Multi-Armed Bandits 1: ε-first

In this post we’re going to discuss the age old problem of making decisions when there is uncertainty. To illustrate what I mean, we’re going to dive right into multi-armed bandits problems and what they are exactly. You can follow along and run the code yourself using this google colab notebook. I’ll be updating the notebook to include code and experiments for future MAB posts. 🔄

Intro to Bandit Problems:

A bandit problem is a situation where we have a series of choices of actions – some of those choices are better than others – but we don’t know which ones. The choices are totally independent of one another, meaning one choice does not affect the next choice, and we can choose from all the options on each turn. For these problem we want to figure out what the best option is as quickly as possible and then continually exploit that option until we run out of turns.

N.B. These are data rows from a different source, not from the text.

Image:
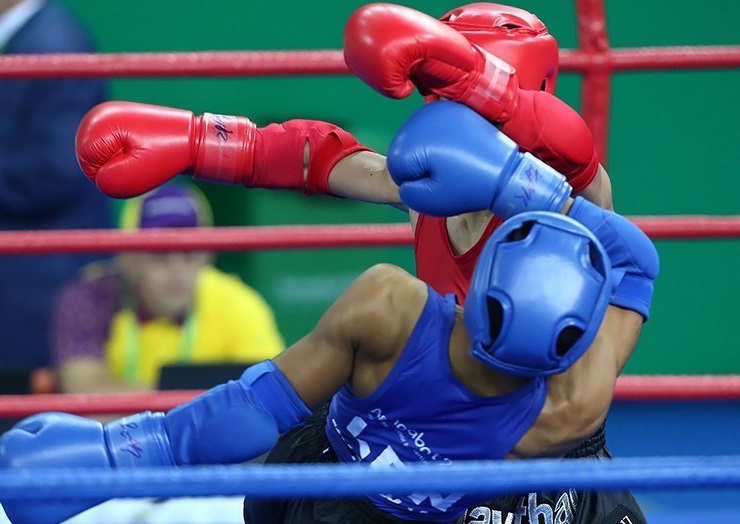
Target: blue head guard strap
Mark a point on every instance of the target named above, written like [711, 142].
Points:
[538, 295]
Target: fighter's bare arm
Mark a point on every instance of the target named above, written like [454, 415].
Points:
[578, 400]
[364, 176]
[358, 338]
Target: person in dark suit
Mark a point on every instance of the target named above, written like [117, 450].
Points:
[41, 186]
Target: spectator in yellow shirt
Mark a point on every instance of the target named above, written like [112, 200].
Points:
[117, 325]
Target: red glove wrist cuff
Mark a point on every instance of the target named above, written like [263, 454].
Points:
[224, 148]
[555, 133]
[279, 162]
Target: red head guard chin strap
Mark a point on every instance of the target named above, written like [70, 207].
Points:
[514, 35]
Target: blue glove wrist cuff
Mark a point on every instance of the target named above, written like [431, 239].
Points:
[533, 186]
[139, 441]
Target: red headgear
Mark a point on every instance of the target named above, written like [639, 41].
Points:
[514, 35]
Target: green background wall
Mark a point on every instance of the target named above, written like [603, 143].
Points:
[673, 148]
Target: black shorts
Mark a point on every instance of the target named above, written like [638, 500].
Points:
[308, 444]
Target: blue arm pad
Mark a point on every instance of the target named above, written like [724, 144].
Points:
[236, 421]
[139, 441]
[531, 186]
[635, 261]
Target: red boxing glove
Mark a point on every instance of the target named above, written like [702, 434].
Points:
[127, 149]
[392, 48]
[555, 133]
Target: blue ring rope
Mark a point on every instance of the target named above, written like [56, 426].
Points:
[344, 480]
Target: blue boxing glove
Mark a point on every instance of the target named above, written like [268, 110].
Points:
[230, 423]
[635, 261]
[447, 159]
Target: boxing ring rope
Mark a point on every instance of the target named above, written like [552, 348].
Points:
[245, 238]
[324, 62]
[346, 480]
[642, 388]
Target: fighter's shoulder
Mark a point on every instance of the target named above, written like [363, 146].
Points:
[389, 282]
[389, 302]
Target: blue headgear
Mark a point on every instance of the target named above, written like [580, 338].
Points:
[538, 295]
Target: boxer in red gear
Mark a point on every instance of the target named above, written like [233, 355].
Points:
[127, 149]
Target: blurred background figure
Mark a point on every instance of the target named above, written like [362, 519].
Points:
[41, 185]
[117, 326]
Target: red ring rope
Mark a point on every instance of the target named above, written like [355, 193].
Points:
[298, 237]
[629, 388]
[323, 62]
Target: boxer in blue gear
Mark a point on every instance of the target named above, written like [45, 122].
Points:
[384, 340]
[530, 245]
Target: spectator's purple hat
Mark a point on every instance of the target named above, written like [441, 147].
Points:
[172, 205]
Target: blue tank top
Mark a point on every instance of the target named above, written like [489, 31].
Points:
[422, 413]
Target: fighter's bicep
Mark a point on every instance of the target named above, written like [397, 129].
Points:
[364, 176]
[599, 191]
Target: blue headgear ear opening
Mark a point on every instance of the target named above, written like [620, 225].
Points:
[538, 295]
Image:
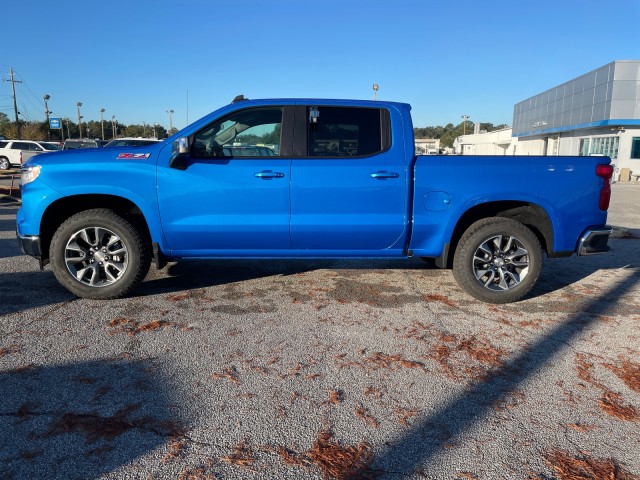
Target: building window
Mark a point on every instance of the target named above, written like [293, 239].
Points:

The classic example is given using a set of slot machines that have different average payouts. We use the term “average payouts” here because there is some randomness (noise) to the payouts, meaning we get a slightly different payout each time. If payouts were certain, we would just need to sample from each machine once to figure out which is best. 🎰

So, ideally we want to figure out which is the best slot machine with the highest average payout as quickly as possible – so we can then focus on playing only on that best slot machine and win as much money as possible. In other words we don’t want to waste turns playing on slot machines where the average payout is lower than the best machine – but first we have to figure out which machine is best.

The example we’ll work with from here on is the 10-armed bandit problem – where we have 10 slot machines to choose from, each with different average payouts, and our job is to figure out which is the highest paying machine. We initialise the true value Q_* of each slot machine (bandit arm) by sampling from a normal distribution with a mean of 0 and a standard deviation of 1. Code for the problem is supplied below 🙂

import numpy as np

class BanditProblem():
  def __init__(self, arms, seed, stationary=True):
    self.stationary = stationary
    self.bandit_arms_values = np.random.normal(loc=0.0, scale=1.0, size=arms)
    self.optimal_action_index = np.argmax(self.bandit_arms_values)

  def draw_from_arm(self, arm_index):
    chose_optimal = 1 if arm_index == self.optimal_action_index else 0
    reward = np.random.normal(loc=self.bandit_arms_values[arm_index], scale=1.0)

    return reward, chose_optimal

Fixed exploration period (ε-first):

Our first and most intuitive solution is to choose some arbitrary fixed period of exploration where we play each machine at random and try to build up some useful estimate of what the average payout is. This strategy is sometimes referred to as fixed-exploration or ε-first (epsilon-first). With this approach we would aim to play on each machine say 100 times, and then average the payouts and use that as our estimate. We would then continually play the machine with the best estimated average payout. Similarly, we could pick randomly 1000 times which machine to play and then base our estimate on the average payouts received. Our estimate is just the sample average from the first ~100 turns on that slot machine.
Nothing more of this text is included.